Friday, July 16, 2021
Jul 16 2021 Day 145 Psalms 102:1–104:35
Bless the Lord, O my soul. And all that is within me, bless his holy name.
This sentence has always felt like a calming balm for me. I think it’s because there is an implicit distinction between head and heart, between body and soul. This acknowledges a deep truth for me, or at least a understanding that I’ve lived with for decades. I understand that I have one body, and that it includes head, heart, soul, sinews, spirit. And I know people who live as if it’s all the same, all the time. When they speak, it seems to come from a soft place of the soul. But that is not how I’ve navigated this world.
The vast majority of the time, I work from my head. I absolutely believe it’s informed and sometimes integrated with my soul, but sometimes it’s definitely not. So for me to hear the sentence, “Bless the Lord, O my soul”, is a very familiar sentiment. It’s my thoughts and head asking my soul to engage. Of course, I think my soul knows this, and doesn’t really need my thoughts to be quite so directive. But this sentence validates my experience that my head and soul are sometimes not on the same page.

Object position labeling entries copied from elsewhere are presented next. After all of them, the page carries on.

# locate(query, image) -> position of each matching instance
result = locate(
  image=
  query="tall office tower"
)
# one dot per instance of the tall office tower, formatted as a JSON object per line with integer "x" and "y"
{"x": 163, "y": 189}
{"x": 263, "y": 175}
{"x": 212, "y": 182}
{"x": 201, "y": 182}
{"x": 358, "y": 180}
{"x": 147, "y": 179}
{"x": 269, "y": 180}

This is a sentence that lets my head do what it does…. It thinks, and perhaps over-thinks. This sentence also engages my deeper, genuine soul. All that is within me, bless his holy name. I get a warm feeling reciting this phrase. It’s as if my mind invokes my soul, and then they both melt in to one grateful, God-blessing being.
This morning, I’m thinking about how I might spend more time in that integrated mind/soul state. I can’t do this by simply realigning my understanding that it’s all one and all connected. That denies my lived experience. Rather, I need to acknowledge that these two aspects of my self are strong, valid and useful. And then invite them into more of a collaborative dance.